2. After a month, close all the positions by shorting the portfolio. The profit/loss generated forms part of the capital and is reinvested.
3. Perform the modelling procedure on the new dataset generated for the next time step to get a new selection of stocks. Again perform the portfolio optimization technique to obtain the optimal weights.
4. Long this new portfolio
This process is repeated monthly for all the time steps and the results obtained after each run are noted and presented.
# 5. Performance Evaluation
The following graphs represent the performance of our portfolio over the period.

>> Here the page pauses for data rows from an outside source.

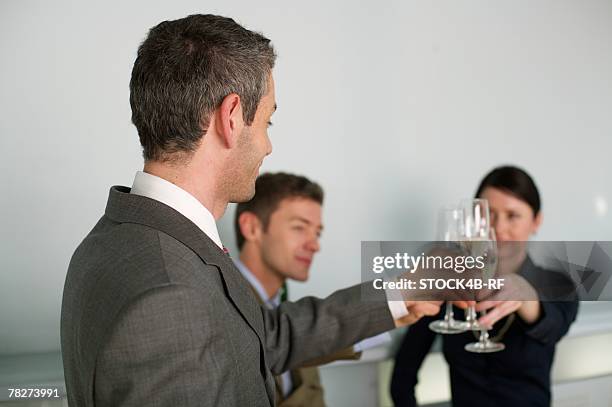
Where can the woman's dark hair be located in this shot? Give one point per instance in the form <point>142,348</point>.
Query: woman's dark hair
<point>514,181</point>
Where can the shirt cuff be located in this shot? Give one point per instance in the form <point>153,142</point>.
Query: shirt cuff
<point>398,308</point>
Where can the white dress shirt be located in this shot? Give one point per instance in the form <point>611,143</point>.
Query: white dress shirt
<point>178,199</point>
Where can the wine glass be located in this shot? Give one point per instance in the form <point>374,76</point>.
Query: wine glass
<point>449,228</point>
<point>476,227</point>
<point>479,238</point>
<point>487,249</point>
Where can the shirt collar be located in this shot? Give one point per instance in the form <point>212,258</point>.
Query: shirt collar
<point>271,302</point>
<point>178,199</point>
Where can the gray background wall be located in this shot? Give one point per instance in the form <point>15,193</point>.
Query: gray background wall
<point>395,107</point>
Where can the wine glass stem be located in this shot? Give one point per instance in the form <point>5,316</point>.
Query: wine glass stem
<point>448,315</point>
<point>484,333</point>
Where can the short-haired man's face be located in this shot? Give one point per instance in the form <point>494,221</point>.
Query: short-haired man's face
<point>253,146</point>
<point>291,240</point>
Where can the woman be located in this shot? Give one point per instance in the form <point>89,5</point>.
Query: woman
<point>520,374</point>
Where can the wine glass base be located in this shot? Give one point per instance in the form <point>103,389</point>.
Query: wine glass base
<point>485,347</point>
<point>447,327</point>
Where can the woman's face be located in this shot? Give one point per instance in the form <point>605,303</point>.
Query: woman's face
<point>512,218</point>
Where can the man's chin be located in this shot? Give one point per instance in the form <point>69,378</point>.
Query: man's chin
<point>244,195</point>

```{r, echo=FALSE, message=FALSE}
library(knitr)
library(here)
include_graphics(here("outputs", "portfolio_performance.png"))
```
The backtest spans over a 5-year period, using a rolling 24-month window to forecast the metrics for the subsequent month. Our data, however, consists of weekly Wednesday adjusted close. We benchmarked the performance against the S&P 500 index. As evident from the graph above, the portfolio has consistently outperformed the index on a monthly basis. The portfolio, however, also displays significant drawdowns indicating high volatility and large declines from peaks. Towards the latter part of the backtest, portfolio's performance appears to align closely with that of the S&P 500 before eventually intersecting with it. This pattern suggests an asymmetric response of the portfolio to market dynamics. Specifically, the portfolio doesn't demonstrate equal sensitivity to market uptrends as it does to downtrends.